Well that obvious way is to use sum to concatenate a list of strings. That might not be obvious at first, but (like @guido) I am Dutch.
I would like to propose a PEP to change the behaviour of sum for strings. What would be the best way to proceed? Anyone who is familiar with this process, please advise.

brandtbucher · January 26, 2020, 7:09pm

There should be one-- and preferably only one --obvious way to do it.

I feel that this is easily the most misunderstood line of the Zen. Nobody is arguing that sum isn’t obvious, or that str.join is. It’s been pointed out several times, though, that the right way (which the Zen says nothing about), in this case, is different. That’s probably why the author of sum felt justified in raising an error here.

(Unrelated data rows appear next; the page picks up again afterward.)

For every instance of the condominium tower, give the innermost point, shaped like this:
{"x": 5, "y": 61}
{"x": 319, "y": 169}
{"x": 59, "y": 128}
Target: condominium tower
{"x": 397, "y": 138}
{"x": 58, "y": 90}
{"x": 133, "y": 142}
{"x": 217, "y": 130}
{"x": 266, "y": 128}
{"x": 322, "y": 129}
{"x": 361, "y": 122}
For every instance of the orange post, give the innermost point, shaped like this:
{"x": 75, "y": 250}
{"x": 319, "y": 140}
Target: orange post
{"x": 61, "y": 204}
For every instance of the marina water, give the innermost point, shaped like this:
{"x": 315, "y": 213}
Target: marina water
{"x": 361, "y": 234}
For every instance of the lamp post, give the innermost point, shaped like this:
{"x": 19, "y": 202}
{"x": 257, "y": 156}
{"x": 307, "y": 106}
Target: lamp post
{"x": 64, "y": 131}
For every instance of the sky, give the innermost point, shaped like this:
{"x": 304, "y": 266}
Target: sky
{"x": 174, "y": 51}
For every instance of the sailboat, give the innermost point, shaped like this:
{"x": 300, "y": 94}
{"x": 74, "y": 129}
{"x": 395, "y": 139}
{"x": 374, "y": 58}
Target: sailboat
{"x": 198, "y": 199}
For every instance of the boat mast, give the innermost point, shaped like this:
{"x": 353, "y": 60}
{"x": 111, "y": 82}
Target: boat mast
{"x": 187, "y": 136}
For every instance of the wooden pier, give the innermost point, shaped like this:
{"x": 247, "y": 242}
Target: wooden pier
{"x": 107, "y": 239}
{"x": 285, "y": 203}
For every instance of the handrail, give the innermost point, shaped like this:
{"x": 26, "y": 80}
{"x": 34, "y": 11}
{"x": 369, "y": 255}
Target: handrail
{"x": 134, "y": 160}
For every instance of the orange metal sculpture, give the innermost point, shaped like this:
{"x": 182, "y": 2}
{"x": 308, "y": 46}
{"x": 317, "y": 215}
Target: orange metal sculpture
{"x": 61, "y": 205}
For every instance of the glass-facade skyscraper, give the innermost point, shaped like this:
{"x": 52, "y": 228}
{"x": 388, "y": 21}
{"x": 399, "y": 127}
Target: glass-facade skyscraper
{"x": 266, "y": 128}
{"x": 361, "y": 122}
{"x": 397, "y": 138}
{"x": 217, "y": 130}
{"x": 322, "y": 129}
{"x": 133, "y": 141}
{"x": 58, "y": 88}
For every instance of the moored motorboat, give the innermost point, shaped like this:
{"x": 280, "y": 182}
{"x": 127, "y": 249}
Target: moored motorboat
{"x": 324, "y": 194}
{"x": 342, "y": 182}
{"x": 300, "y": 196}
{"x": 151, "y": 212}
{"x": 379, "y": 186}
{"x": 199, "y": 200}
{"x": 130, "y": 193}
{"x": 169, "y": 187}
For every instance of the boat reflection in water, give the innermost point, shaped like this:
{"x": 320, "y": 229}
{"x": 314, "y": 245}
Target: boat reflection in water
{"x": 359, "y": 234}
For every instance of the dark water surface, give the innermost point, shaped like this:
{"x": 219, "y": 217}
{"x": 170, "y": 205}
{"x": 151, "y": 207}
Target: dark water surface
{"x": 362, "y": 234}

I would like to propose a PEP to change the behaviour of sum for strings. What would be the best way to proceed? Anyone who is familiar with this process, please advise.

I am familiar with the process. The first steps are gathering feedback and finding at least one core developer who agrees with you.

aeros · January 26, 2020, 10:05pm

Adding to this, you can also consider starting a new thread on python-ideas to reach a wider audience. Just make sure that you try to address all of the main points that have been previously brought up against it (including those in this topic).